Incarnant modernité et performance, la fibre de carbone est devenue un matériau incontournable dans l’industrie automobile. Les institutions européennes pourraient cependant mettre un terme à son emploi. Il semble, en effet, qu’une réévaluation de la directive sur les véhicules hors d’usage pourrait classer la fibre de carbone dans la liste des matériaux dangereux. Si une telle décision se confirme, son utilisation dans les voitures neuves pourrait être interdite d’ici 2029. Le point avec Caroom !
La fibre de carbone : un matériau très répandu dans l’industrie automobile
La fibre de carbone s’utilise principalement sur les supercars et les voitures de compétition. Mais elle s’est progressivement démocratisée dans l’industrie automobile. Bien plus solide que l’acier et plus légère que l’aluminium, elle constitue une solution idéale pour améliorer les performances, tout en réduisant la consommation d’énergie. Elle joue un rôle encore plus important sur les véhicules électriques, puisque sa légèreté permet de compenser le poids des batteries et d’accroître l’autonomie.
Des constructeurs de prestige, comme McLaren, s’en servent même pour concevoir des châssis entiers, ce qui assurerait une meilleure rigidité et une excellente tenue de route.
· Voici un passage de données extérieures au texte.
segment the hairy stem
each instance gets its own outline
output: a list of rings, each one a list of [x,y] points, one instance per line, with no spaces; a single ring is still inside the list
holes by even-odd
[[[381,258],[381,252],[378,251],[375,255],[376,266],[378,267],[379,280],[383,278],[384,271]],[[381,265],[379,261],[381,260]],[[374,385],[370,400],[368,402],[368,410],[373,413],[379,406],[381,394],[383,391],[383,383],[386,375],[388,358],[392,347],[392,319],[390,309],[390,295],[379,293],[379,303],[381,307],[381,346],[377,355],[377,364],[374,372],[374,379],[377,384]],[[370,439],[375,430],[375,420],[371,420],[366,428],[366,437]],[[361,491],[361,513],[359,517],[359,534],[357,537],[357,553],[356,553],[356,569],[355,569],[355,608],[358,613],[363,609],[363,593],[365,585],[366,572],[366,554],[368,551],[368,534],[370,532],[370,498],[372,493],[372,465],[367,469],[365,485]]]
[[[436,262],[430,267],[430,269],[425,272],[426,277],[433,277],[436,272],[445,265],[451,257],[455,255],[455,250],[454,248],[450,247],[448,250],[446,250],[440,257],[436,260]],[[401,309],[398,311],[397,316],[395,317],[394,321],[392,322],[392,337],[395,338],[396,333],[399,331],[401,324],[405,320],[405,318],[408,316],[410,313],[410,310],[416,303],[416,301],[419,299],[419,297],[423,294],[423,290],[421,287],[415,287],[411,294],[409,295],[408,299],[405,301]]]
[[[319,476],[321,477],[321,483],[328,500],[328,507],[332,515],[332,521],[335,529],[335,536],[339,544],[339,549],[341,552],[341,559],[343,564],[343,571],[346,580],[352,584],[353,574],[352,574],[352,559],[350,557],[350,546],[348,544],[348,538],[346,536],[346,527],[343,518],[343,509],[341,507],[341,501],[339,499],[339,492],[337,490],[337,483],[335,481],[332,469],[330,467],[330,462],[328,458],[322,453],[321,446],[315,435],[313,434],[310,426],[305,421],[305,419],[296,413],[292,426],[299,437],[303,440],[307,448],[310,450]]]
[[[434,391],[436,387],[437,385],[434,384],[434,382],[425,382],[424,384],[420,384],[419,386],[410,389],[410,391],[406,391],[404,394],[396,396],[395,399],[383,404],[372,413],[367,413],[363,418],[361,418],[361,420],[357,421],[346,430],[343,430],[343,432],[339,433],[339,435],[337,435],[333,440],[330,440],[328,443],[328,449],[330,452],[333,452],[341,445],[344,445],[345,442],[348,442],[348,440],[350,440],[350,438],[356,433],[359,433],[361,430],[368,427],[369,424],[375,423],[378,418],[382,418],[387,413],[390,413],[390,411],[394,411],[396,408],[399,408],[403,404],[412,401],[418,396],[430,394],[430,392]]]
En outre, la fibre de carbone se retrouve dans de nombreux éléments esthétiques ou structurels, comme les capots, les toits, les rétroviseurs et plusieurs autres pièces intérieures.
En 2024, le marché de la fibre de carbone a généré 5,48 milliards de dollars à l’échelle mondiale, et cela pourrait grimper à environ 17 milliards à l’horizon 2035. L’automobile représente 10 à 20 % de ces chiffres, une part qui pourrait se multiplier avec l’électrification du parc automobile. De grands groupes, notamment japonais, comme Mitsubishi Chemical, Toray Industries et Teijin dominent ce marché. Toute décision réglementaire de l’Union européenne aurait donc un impact non négligeable sur cette filière internationale.

Un matériau avantageux, mais jugé nocif pour l’homme
En dépit de ses multiples qualités techniques, la fibre de carbone cache un aspect qui préoccupe les législateurs européens. Et pour cause, au moment d’être broyée en fin de vie, la fibre dégage de fines particules dans l’air. Ces microfibres, invisibles à l’œil nu, présentent deux principaux risques. D’une part, elles peuvent engendrer des affections au niveau des muqueuses ou des irritations de la peau chez l’Homme. D’autre part, elles nuisent au fonctionnement des équipements électroniques, constituant ainsi un potentiel danger pour l’industrie et la santé publique.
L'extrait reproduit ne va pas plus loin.